Top fashion designer Nigel Cabourn officially launched a new computer-driven textile printing centre at the University of Manchester on 12 October 2006.
Cabourn, who recently took up the position of Visiting Professor of Textiles at The University of Manchester, cut the ribbon at the new Centre for Digital Printing of Textiles.
The centre, which is part of the School of Materials, has been established in the Sackville Street Building with funding from The Cotton Industry War Memorial Trust.
The new facility boasts around £100,000 worth of cutting-edge equipment, including two large Mimaki inkjet printers.
The machines work in a similar way to home inkjet printers, but at around 1.5m wide, they certainly wouldn't fit into your spare room. Each machine also costs around £35,000.
The new centre also boasts six powerful computers featuring AVA CAD/CAM software, which is used by designers working in major fashion design houses.
The School of Materials has forged close links with AVA, which has its UK headquarters in Macclesfield. The company will be helping students find industrial placements during their studies.
The Mimaki printers can output computer designs from the CAD software onto a range of fabrics, allowing students to turn their creative ideas into reality quickly and at a relatively low cost.

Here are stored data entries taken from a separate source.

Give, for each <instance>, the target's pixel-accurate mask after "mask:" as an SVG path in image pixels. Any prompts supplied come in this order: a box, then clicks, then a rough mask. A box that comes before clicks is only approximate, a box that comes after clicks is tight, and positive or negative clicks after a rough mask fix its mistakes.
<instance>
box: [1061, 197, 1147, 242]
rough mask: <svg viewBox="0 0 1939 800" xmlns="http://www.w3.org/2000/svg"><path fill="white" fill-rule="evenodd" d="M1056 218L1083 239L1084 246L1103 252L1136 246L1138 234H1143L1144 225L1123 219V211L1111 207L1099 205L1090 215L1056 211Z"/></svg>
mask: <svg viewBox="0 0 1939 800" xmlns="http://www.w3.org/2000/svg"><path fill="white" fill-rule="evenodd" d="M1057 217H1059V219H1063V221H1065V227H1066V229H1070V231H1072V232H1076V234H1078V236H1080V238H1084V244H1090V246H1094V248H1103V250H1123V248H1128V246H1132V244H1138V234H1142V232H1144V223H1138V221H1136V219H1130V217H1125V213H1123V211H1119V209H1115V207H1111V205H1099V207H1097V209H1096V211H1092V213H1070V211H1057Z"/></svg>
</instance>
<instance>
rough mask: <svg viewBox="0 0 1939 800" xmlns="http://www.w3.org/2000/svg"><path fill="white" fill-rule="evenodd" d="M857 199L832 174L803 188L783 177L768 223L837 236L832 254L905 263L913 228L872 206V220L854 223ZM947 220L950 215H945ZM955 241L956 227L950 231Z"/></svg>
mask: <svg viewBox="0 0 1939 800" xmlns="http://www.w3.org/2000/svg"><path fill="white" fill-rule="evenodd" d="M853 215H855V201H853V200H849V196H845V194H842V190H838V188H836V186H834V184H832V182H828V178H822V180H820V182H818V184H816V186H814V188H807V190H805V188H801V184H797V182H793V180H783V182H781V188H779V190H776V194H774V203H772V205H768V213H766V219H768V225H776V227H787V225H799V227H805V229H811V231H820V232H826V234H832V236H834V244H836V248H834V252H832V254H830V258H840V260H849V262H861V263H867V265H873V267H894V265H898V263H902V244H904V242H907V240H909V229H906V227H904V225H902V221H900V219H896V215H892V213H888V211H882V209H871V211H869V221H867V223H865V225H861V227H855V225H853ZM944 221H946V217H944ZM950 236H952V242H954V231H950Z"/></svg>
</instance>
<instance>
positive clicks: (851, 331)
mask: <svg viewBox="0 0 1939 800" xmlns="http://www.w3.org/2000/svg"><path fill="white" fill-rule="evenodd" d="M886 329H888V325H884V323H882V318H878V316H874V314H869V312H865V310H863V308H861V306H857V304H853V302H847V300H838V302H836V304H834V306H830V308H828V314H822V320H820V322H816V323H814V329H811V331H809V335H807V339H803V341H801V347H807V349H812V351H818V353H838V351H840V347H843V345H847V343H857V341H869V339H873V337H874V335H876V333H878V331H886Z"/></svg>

The digital printing facility will be used by students studying Design and Fashion Retailing courses at the University.
Professor Chris Carr of the School of Materials said: "These digital printing facilities will allow our students to fully exploit their design creativity and be trained to the highest commercial standards.
"We are extremely grateful to the Cotton Industry War Memorial Trust for providing the funding for such a high-quality facility, and for their continued support of the University and its students."
Speaking about his recent appointment at the University of Manchester, Nigel Cabourn said: "I am really looking forward to it. I have always had a fantastic interest in fabrics, which has developed over the years.
"Working with young people is something that I really enjoy. I have been employing young people for the last 25 years and that's very important to me.
I'm a real believer in putting something back into society.
"When the University asked me to come on board and get involved, it was a great honour. I'm very excited about the project. I believe it will be a good marriage and there will be huge benefits for myself and the students.
"The University has some great facilities and I believe we can achieve something quite special together."
After the opening ceremony, several students received awards from the Cotton Industry War Memorial Trust.
Six MSc students received The Jack Brown Cotton Industry War Memorial Trust Scholarship, while another studying for an MPhil received the Samuel Crompton Industry War Memorial Trust Fellowship.
The annual awards are aimed at helping high-quality students fulfil their potential and make a significant impact on the textile industry.